Mi escritorio está a dos metros de la puerta de entrada. Al otro lado de la puerta hay un palier privado, mínimo, que da al ascensor. Por ahí no hay escalera. Oigo que el ascensor para en mi piso, se abre una puerta, se abre la otra y siguen varios segundos de silencio. Si no es mi hijo, la única persona que puede parar con el ascensor en mi piso es la portera, cuando viene a pasar una factura o un papel de la administración bajo la puerta. Mi hijo está en su pieza. La portera no se demora segundos largos.
Alguien trata de meter una llave en la cerradura. No puede. Otros segundos de vacío. Después, las puertas del ascensor se vuelven a cerrar y el ascensor se va para abajo.
No tarda mucho en volver. Lo mismo de antes: puertas que se abren, silencio. Esta vez me levanto y voy a mi puerta. Pregunto quién es, sin abrir.
—Perdón —dice una voz del otro lado—, no encuentro mi casa.
La mirilla me alcanza para ver que es una mujer de muchos años, pero no para reconocerla. Abro. Es la del quinto C. La saludo.
—Tiene que tomar el otro ascensor —le digo, como si ella no viviera acá desde que se inauguró el edificio, hace casi cincuenta años.
—No sé, tomé este —contesta—. Estoy confundida.
La del quinto C es baja, tranquila, habla suave, se mueve con precaución y dificultad.

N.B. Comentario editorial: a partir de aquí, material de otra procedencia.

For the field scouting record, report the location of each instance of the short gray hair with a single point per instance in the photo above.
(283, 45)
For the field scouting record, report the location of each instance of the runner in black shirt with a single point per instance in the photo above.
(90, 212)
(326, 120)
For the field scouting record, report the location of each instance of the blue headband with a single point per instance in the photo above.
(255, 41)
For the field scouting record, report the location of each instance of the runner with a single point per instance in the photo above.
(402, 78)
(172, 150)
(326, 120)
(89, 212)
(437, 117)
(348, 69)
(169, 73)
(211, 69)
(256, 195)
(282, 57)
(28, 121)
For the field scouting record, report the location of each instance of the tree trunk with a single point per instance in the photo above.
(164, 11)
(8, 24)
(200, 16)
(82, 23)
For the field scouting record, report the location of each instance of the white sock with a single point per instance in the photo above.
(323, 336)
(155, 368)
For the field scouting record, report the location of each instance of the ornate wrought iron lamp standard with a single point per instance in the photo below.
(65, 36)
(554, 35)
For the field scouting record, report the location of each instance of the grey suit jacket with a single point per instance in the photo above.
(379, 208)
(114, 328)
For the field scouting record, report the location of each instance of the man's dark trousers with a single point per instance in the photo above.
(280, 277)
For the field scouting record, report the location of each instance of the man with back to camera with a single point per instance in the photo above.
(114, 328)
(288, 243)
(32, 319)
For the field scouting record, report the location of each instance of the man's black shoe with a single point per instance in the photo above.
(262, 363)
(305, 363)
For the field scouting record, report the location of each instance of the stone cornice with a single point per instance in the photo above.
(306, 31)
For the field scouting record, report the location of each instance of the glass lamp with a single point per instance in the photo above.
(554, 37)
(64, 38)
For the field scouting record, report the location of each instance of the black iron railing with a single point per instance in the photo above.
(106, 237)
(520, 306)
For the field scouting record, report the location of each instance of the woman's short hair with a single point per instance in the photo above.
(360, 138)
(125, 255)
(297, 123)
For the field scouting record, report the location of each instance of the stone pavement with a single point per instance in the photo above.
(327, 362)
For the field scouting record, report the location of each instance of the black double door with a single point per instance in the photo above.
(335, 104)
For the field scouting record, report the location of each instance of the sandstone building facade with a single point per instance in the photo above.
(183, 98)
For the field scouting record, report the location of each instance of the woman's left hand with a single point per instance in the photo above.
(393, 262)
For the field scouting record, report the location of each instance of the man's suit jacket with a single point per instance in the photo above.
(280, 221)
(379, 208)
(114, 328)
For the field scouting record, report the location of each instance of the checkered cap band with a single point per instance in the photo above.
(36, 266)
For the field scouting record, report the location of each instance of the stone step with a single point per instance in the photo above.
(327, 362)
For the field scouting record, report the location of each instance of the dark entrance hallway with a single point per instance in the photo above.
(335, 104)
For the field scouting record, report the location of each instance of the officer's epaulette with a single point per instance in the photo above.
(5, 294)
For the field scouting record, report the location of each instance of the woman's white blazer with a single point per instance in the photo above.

No se sobresalta cuando empieza a sonar la alarma del ascensor: su reflejo es empezar a irse de nuevo.
—Puede venir por acá —le digo—. Pasando mi cocina está el pasillo que va a su casa.
—Ah, bueno —dice, y se pone a cerrar las puertas del ascensor—. Gracias.
La dejo pasar, la guío a través de la cocina y el lavadero, abro la otra puerta y le muestro el paraíso del lado de atrás: el pasillo con la puerta del B, la escalera, el segundo ascensor y, justo frente a nosotros, la puerta del C.
—Ahí está su casa.
Me agradece otra vez y recorre el pasillo despacio, dudando. Espero a que meta la llave en la cerradura y, por fin, la cerradura se la acepte.
Pasa un día. Estoy otra vez en mi escritorio, y el ascensor se vuelve a parar en mi piso. El silencio es más largo que el de ayer. Me levanto y abro la puerta antes de que la del quinto C se vaya.
—Estoy confudida Acá no es mi casa, ¿no?
—No. Tiene que tomar el otro ascensor.
—¿El otro ascensor?
Hace falta una estrategia diferente.
—La acompaño —digo—. Vamos a la planta baja y le muestro dónde está el otro ascensor, así puede ir a su casa.
—Gracias.
Mientras bajamos, se oye el ruido de los albañiles que trabajan remodelando la entrada del edificio. Algo se me ilumina en las telarañas de la cabeza: la planta baja del edificio está irreconocible; sacaron el piso, los revestimientos de las paredes, pusieron cosas en el techo. Hasta cuesta caminar, porque hay partes del piso con baldosas recién puestas. ¿Cómo no se va a confundir la del quinto C?
Salimos del ascensor. Los albañiles saludan amables y siguen en lo suyo. Guío a la mujer por el pasillo largo que lleva al ascensor de atrás, que no es visible hasta un paso antes de llegar. Se sorprende al verlo, la del quinto C.
—¿Este es el ascensor que tengo que tomar?
—Sí. La acompaño hasta arriba.
Lo llamamos. Viene. Subimos de nuevo al quinto piso. Cuando abro las puertas y la dejo pasar, la señora del quinto C da pasos cortos, con la llave en la mano, dudando. Señala la puerta de su propio departamento.
—¿Esta es mi casa?
—Sí, sí. Abra la puerta y ya está, ya llega.
—Tengo una confusión…
Otra vez, espero a que entre. Luego me meto en mi propia casa, por la puerta del lavadero, todavía seguro de dónde estoy, aterrado.